Önce Grup Elemelerine Burdur’a gittik. 6-7 ay psikolojik tedavi görmüş biri olarak burada iyi maçlar çıkardım ve oynadığımız üç maçta da gol attım. Kendime olan güvenim yerine gelmişti. Gruptan çıkmayı başardıktan sonra sıra Kayseri’deki 3.Lige yükselme maçlarına geldi. Çok iyi hazırlandık. Çünkü buradaki maçlar piyasa yapmamızı sağlayacaktı. Biz bu tür maçlara ‘piyasa maçları’ deriz.

M.GÜDEN: Türkiye’yi ayağa kaldıran, sahada namaz hadisesi de burada yaşanmıştı. Bu olayı detaylarıyla anlatır mısınız?

H.ÖĞÜTÇÜ: Sahada namaz olayı benim için bir sezon öncesi ve o sezon yaşadıklarımızın bir tezahürüydü. Kadro dışı kalmalar, depresyona girmeler, psikolojik tedavi görmeler… Düşünsenize; üstelik bir de İlahiyat öğrencisiyim!

Kayseri’de ilk maçta yedek soyunmuştum ve 75.dakikada oyuna girerek golümü attım. Böylece rakibimizi eledik. İkinci maçta rakibimiz bizi zorlayacak güçte değildi, kolayca yenip turu geçtik. Yine sonradan girmiş olsam da bu maçta da gol atıp skora katkı sağlamıştım. Sıra final maçına gelmişti. Kazanan 3.Lige çıkacaktı. Maçtan bir gün önce akşam kampta oturmuş arkadaşlarla konuşuyorduk. Ben takımdan epey uzak kalmıştım ve arkadaşlarım da çok zor şartlarda bu aşamaya gelmişlerdi. Benim durumumu, neler yaşadıklarımı da biliyorlardı; bunlardan da konuştuk. Kendimizi ertesi günkü final maçına motive ediyorduk. “Gerçekten inandık ve buraya kadar geldik. Yarın da başarırsak bu inancımızın zaferi olacak” dedik. O sırada bazı arkadaşlarımız “Eğer yarın şampiyon olup 3. Lige çıkmayı başarırsak maçtan sonra şükür namazı kılalım” dedi. Ben de İlahiyat Fakültesi öğrencisi olduğum için bu söze şakayla karışık “Namaz kılmak isterseniz ben de imam olurum” dedim.

Ertesi gün maç kadrosu açıklandığında ben çok mutlu oldum, çünkü oyuna ilk 11 de başlayacaktım. O gün müthiş bir maç oynadım, ben bile kendimi beğendim. Ve Allah’a şükür o maçın ilk golünü ben attım. İkinci golümüzün asistini de ben yaptım ve maçı 2-1 kazanarak şampiyon olduk. Artık 3. Lige çıkmıştık.

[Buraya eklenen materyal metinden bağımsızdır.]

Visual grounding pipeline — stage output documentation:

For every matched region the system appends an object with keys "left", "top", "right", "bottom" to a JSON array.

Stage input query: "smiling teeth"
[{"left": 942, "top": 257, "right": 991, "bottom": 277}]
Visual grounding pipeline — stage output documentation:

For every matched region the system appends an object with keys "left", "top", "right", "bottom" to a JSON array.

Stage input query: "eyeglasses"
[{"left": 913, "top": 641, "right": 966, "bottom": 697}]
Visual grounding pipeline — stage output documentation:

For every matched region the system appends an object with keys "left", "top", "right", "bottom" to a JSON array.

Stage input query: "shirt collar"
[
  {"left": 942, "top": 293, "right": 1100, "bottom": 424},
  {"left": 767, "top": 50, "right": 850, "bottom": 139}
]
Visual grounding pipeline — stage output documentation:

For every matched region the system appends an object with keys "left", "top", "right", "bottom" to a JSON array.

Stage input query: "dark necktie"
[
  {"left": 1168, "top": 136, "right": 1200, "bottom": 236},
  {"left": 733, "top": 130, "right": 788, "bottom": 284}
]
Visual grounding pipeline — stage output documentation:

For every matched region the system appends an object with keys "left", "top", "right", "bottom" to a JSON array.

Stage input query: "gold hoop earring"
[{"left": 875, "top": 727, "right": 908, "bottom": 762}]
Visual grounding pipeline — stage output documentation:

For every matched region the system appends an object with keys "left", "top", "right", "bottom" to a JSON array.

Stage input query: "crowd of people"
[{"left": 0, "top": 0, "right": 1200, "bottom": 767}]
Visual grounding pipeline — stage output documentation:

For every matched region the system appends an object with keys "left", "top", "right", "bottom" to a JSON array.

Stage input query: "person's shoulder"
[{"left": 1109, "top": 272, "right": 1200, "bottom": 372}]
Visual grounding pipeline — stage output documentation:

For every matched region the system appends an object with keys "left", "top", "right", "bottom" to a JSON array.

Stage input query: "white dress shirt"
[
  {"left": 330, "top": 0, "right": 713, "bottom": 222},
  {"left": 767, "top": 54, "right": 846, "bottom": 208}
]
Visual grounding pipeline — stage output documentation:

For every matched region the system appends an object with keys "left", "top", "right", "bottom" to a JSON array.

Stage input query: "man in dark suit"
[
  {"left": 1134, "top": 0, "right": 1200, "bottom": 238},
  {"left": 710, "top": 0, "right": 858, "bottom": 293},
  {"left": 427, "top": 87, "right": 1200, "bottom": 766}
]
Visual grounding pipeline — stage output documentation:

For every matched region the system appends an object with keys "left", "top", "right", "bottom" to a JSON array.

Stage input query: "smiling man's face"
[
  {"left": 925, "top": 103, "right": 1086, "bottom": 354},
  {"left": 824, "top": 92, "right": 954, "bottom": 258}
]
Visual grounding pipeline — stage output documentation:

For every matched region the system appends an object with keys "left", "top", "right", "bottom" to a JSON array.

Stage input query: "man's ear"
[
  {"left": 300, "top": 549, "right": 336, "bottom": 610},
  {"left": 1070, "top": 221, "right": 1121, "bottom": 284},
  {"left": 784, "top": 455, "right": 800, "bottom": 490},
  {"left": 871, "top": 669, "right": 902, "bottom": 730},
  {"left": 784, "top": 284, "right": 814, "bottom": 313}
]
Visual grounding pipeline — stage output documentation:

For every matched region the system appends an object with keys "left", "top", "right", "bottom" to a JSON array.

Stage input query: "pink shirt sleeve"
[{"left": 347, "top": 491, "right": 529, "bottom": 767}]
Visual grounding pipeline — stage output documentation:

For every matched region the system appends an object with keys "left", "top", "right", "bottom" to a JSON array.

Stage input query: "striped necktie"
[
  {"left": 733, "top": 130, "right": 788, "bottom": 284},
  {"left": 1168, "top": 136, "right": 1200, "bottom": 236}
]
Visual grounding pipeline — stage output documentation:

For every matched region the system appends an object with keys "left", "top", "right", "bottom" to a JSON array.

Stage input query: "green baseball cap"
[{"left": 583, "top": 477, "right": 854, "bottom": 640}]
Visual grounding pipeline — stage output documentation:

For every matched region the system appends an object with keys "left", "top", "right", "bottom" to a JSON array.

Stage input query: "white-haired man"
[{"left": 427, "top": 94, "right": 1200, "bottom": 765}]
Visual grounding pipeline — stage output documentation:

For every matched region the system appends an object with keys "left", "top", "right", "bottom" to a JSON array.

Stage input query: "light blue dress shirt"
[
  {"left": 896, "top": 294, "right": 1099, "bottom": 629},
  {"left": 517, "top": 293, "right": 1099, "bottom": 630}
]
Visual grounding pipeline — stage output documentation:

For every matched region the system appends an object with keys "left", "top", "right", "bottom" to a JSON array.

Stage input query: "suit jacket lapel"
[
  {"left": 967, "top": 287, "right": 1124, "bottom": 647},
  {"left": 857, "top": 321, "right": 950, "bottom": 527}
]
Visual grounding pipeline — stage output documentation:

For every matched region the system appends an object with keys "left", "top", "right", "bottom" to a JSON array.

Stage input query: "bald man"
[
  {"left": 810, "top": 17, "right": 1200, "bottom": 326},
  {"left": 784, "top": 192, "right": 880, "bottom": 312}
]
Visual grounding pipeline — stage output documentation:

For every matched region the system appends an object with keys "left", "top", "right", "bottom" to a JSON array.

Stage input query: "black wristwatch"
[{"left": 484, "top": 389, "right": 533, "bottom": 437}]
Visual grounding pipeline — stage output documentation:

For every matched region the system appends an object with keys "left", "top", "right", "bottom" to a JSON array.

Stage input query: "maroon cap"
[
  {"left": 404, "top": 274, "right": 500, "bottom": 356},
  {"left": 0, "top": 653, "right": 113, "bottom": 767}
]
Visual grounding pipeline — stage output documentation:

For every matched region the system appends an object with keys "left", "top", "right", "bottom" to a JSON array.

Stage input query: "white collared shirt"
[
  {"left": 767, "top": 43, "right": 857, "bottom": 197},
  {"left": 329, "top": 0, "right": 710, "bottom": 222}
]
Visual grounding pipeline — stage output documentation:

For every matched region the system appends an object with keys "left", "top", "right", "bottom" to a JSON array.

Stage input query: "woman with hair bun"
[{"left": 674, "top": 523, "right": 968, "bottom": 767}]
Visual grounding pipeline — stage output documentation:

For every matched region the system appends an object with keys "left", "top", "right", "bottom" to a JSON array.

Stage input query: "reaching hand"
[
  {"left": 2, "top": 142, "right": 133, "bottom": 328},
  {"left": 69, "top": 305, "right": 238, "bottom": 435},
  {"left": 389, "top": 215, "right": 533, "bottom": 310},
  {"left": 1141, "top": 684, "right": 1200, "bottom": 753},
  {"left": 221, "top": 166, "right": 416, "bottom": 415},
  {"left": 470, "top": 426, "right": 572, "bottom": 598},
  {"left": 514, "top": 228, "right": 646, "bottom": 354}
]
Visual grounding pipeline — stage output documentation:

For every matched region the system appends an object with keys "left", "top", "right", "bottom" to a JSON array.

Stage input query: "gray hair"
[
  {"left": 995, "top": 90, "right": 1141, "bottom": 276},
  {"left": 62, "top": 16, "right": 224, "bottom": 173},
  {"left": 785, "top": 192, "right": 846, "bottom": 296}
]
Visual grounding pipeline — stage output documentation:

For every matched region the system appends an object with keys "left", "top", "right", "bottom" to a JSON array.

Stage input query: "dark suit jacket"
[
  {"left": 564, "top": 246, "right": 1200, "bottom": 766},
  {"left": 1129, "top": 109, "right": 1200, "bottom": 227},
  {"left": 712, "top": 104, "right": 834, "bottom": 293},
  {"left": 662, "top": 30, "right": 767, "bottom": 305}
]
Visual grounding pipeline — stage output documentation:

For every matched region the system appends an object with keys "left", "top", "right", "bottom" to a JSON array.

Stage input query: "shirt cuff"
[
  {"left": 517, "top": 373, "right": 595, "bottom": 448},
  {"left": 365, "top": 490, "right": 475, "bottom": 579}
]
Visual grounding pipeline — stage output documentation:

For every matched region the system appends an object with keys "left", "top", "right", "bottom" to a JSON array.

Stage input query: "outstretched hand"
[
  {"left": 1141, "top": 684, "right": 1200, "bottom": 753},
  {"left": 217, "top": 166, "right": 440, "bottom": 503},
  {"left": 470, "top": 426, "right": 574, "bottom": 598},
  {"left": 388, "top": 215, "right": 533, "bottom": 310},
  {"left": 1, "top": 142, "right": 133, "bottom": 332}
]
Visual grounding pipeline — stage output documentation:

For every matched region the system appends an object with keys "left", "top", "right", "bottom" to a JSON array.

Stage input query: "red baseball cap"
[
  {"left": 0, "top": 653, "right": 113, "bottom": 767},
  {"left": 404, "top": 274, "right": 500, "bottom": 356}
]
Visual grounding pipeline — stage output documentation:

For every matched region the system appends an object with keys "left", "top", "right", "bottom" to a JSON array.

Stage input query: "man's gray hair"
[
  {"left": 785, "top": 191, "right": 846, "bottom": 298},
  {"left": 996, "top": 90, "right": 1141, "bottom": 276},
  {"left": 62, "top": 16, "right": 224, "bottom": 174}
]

Bu tür maçları futbolcu Menajerleri yakından izler. Üstelik o senelerde sahaya da girebiliyorlardı. Maçın bitmesiyle birlikte 8-9 tane futbolcu simsarı hemen yanıma geldi. Simsar diyorum; çünkü o zamanlar Menajerlik sistemi henüz şimdiki gibi oturmuş, kanun-nizamı olan bir durumda değildi. Hepsi bana neden daha önce oynamadığımı soruyordu. Sarıyer, Bolu, Gaziantep, Ankaragücü, Karabük, Eskişehirspor, Ankara Demirspor’a çalıştığını söyleyen Menajerlerin hepsi telefon numaramı alırken “Seni mutlaka transfer edeceğiz” diyorlardı. Bu sözler beni çok mutlu ediyordu.

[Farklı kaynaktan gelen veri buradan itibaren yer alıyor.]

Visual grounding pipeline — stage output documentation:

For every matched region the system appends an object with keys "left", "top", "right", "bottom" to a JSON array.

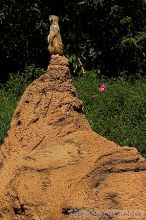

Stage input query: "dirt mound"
[{"left": 0, "top": 56, "right": 146, "bottom": 220}]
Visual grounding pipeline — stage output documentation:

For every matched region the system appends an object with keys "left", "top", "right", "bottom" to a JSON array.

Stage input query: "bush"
[{"left": 73, "top": 73, "right": 146, "bottom": 156}]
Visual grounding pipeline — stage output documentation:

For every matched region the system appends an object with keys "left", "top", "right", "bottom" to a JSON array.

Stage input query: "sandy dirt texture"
[{"left": 0, "top": 56, "right": 146, "bottom": 220}]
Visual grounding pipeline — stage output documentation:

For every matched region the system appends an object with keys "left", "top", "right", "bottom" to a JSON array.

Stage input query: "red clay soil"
[{"left": 0, "top": 56, "right": 146, "bottom": 220}]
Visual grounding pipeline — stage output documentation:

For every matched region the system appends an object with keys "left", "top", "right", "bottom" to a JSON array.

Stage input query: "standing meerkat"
[{"left": 48, "top": 15, "right": 63, "bottom": 55}]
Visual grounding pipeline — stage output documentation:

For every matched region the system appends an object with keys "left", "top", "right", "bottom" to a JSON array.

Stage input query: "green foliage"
[
  {"left": 0, "top": 0, "right": 146, "bottom": 79},
  {"left": 0, "top": 88, "right": 17, "bottom": 144},
  {"left": 73, "top": 73, "right": 146, "bottom": 156}
]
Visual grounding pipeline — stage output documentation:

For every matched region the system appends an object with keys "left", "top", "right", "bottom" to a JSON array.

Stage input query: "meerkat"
[{"left": 48, "top": 15, "right": 63, "bottom": 55}]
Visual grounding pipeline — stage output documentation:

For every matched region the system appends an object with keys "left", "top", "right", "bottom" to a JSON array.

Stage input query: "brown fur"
[{"left": 48, "top": 15, "right": 63, "bottom": 55}]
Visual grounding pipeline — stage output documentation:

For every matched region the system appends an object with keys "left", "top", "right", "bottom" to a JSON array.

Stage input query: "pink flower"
[{"left": 98, "top": 84, "right": 107, "bottom": 92}]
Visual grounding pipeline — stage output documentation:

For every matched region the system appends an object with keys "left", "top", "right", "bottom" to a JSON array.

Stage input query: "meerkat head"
[{"left": 49, "top": 15, "right": 59, "bottom": 24}]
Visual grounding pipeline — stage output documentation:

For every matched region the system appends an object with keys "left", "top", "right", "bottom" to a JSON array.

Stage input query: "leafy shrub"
[{"left": 73, "top": 73, "right": 146, "bottom": 156}]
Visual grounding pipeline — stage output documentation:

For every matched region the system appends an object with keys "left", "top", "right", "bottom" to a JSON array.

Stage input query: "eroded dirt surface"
[{"left": 0, "top": 56, "right": 146, "bottom": 220}]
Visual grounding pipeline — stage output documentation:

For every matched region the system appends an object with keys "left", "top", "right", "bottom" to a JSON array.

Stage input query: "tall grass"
[{"left": 73, "top": 72, "right": 146, "bottom": 156}]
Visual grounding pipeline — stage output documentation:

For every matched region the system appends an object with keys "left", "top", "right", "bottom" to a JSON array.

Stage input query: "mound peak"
[{"left": 0, "top": 56, "right": 146, "bottom": 220}]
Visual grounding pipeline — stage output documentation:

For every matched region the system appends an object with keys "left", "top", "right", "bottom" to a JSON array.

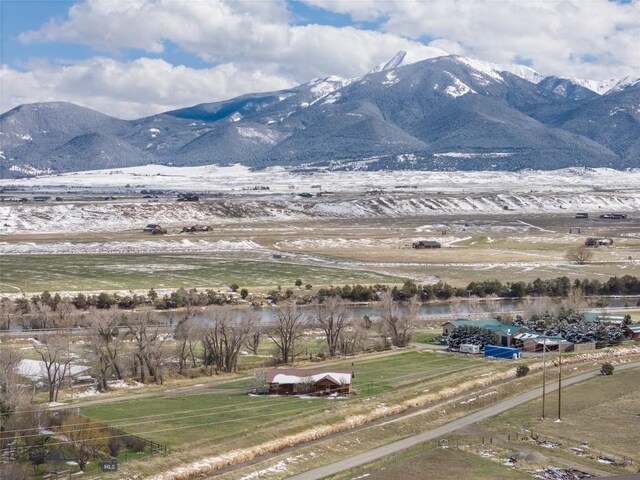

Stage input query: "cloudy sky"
[{"left": 0, "top": 0, "right": 640, "bottom": 119}]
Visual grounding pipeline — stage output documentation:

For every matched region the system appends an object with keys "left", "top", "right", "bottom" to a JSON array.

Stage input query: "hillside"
[{"left": 0, "top": 54, "right": 640, "bottom": 177}]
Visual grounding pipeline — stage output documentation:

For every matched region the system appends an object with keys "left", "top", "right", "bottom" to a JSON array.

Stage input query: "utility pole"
[
  {"left": 558, "top": 348, "right": 562, "bottom": 420},
  {"left": 542, "top": 337, "right": 547, "bottom": 420}
]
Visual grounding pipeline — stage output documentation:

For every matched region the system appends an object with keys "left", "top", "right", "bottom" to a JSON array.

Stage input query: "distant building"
[
  {"left": 142, "top": 223, "right": 167, "bottom": 235},
  {"left": 584, "top": 237, "right": 613, "bottom": 247},
  {"left": 265, "top": 368, "right": 354, "bottom": 395},
  {"left": 411, "top": 240, "right": 442, "bottom": 249}
]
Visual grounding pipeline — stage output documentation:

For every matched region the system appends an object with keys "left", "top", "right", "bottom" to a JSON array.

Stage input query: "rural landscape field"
[{"left": 0, "top": 0, "right": 640, "bottom": 480}]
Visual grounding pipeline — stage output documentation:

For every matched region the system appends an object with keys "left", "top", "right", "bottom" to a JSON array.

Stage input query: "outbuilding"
[
  {"left": 265, "top": 368, "right": 354, "bottom": 395},
  {"left": 411, "top": 240, "right": 442, "bottom": 249}
]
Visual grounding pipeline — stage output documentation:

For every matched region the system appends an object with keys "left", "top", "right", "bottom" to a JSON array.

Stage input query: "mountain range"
[{"left": 0, "top": 52, "right": 640, "bottom": 178}]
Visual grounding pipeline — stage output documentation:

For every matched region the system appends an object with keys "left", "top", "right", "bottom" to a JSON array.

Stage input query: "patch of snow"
[
  {"left": 458, "top": 57, "right": 504, "bottom": 82},
  {"left": 382, "top": 71, "right": 400, "bottom": 86},
  {"left": 236, "top": 127, "right": 278, "bottom": 145}
]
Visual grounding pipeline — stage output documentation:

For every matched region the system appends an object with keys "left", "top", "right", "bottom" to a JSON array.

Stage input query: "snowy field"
[
  {"left": 0, "top": 165, "right": 640, "bottom": 234},
  {"left": 0, "top": 165, "right": 640, "bottom": 193}
]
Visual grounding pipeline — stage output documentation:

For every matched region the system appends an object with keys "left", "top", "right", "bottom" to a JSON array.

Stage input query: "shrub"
[
  {"left": 600, "top": 362, "right": 613, "bottom": 376},
  {"left": 124, "top": 436, "right": 146, "bottom": 452}
]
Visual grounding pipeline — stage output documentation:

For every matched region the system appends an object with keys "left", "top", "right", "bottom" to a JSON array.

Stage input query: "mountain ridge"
[{"left": 0, "top": 52, "right": 640, "bottom": 177}]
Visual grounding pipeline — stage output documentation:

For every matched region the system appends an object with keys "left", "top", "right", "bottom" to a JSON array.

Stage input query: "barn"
[
  {"left": 265, "top": 368, "right": 354, "bottom": 395},
  {"left": 411, "top": 240, "right": 442, "bottom": 249}
]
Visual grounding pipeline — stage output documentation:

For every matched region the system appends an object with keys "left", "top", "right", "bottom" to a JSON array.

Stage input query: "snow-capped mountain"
[{"left": 0, "top": 53, "right": 640, "bottom": 176}]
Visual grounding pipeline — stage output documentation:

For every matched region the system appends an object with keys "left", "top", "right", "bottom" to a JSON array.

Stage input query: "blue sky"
[{"left": 0, "top": 0, "right": 640, "bottom": 118}]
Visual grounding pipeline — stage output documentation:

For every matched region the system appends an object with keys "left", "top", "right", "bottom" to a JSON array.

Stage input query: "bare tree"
[
  {"left": 0, "top": 297, "right": 14, "bottom": 330},
  {"left": 174, "top": 290, "right": 200, "bottom": 375},
  {"left": 337, "top": 320, "right": 368, "bottom": 354},
  {"left": 203, "top": 307, "right": 258, "bottom": 372},
  {"left": 566, "top": 245, "right": 593, "bottom": 265},
  {"left": 52, "top": 300, "right": 76, "bottom": 328},
  {"left": 31, "top": 300, "right": 53, "bottom": 329},
  {"left": 57, "top": 415, "right": 109, "bottom": 472},
  {"left": 565, "top": 288, "right": 589, "bottom": 313},
  {"left": 89, "top": 308, "right": 123, "bottom": 391},
  {"left": 244, "top": 325, "right": 262, "bottom": 355},
  {"left": 380, "top": 292, "right": 420, "bottom": 347},
  {"left": 267, "top": 303, "right": 307, "bottom": 363},
  {"left": 33, "top": 331, "right": 71, "bottom": 402},
  {"left": 313, "top": 297, "right": 350, "bottom": 357},
  {"left": 0, "top": 345, "right": 23, "bottom": 424},
  {"left": 123, "top": 311, "right": 165, "bottom": 385}
]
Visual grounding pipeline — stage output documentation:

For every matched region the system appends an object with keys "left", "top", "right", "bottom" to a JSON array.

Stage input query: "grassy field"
[
  {"left": 81, "top": 352, "right": 493, "bottom": 448},
  {"left": 327, "top": 442, "right": 531, "bottom": 480},
  {"left": 5, "top": 214, "right": 640, "bottom": 293},
  {"left": 0, "top": 254, "right": 405, "bottom": 293},
  {"left": 482, "top": 369, "right": 640, "bottom": 463}
]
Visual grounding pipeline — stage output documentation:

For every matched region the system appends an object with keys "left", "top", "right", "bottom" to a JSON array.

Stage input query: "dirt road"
[{"left": 289, "top": 362, "right": 640, "bottom": 480}]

Bu sırada taraftarların, hatta görevlilerin pek çoğu dağılmıştı. Arkadaşlar beni ‘Haydi şükür namazı kılacağız’ diye çağırdılar. Menajerlerin yanından ayrılıp sahaya döndüm. Ben imam oldum, hatırladığım kadarıyla kaptanımız Reşit abi, Aydın Karaca, Ekrem, kaleci Yusuf, Erhan, Akın ve Faruk gibi arkadaşlar da benim arkamda namaza durdu. İki rekât şükür namazı kıldık. Yaptığımız ne eylem ne de şovdu. Birçok badireden geçmiş insanlar olarak Allah’a, bize verdiği şampiyonluktan dolayı şükrettik, hepsi buydu. Fakat Konya’ya dönerken yolda haber geldi; Türkiye bizim iki rekât şükür namazımız sebebiyle ‘İrtica sahaya indi’ diyerek ayağa kalkmış. Otobüsün içinde hepimiz şoka girdik. Hiç birimizin aklında ne irtica vardı ve de eylem. Takım olarak zorlu badirelerden geçerek şampiyon olmamıza karşılık iki rekât namaz kılmıştık. Bizim namaz neredeyse iki ay televizyonlarda gazetelerde her gün ana haberlere konu oldu.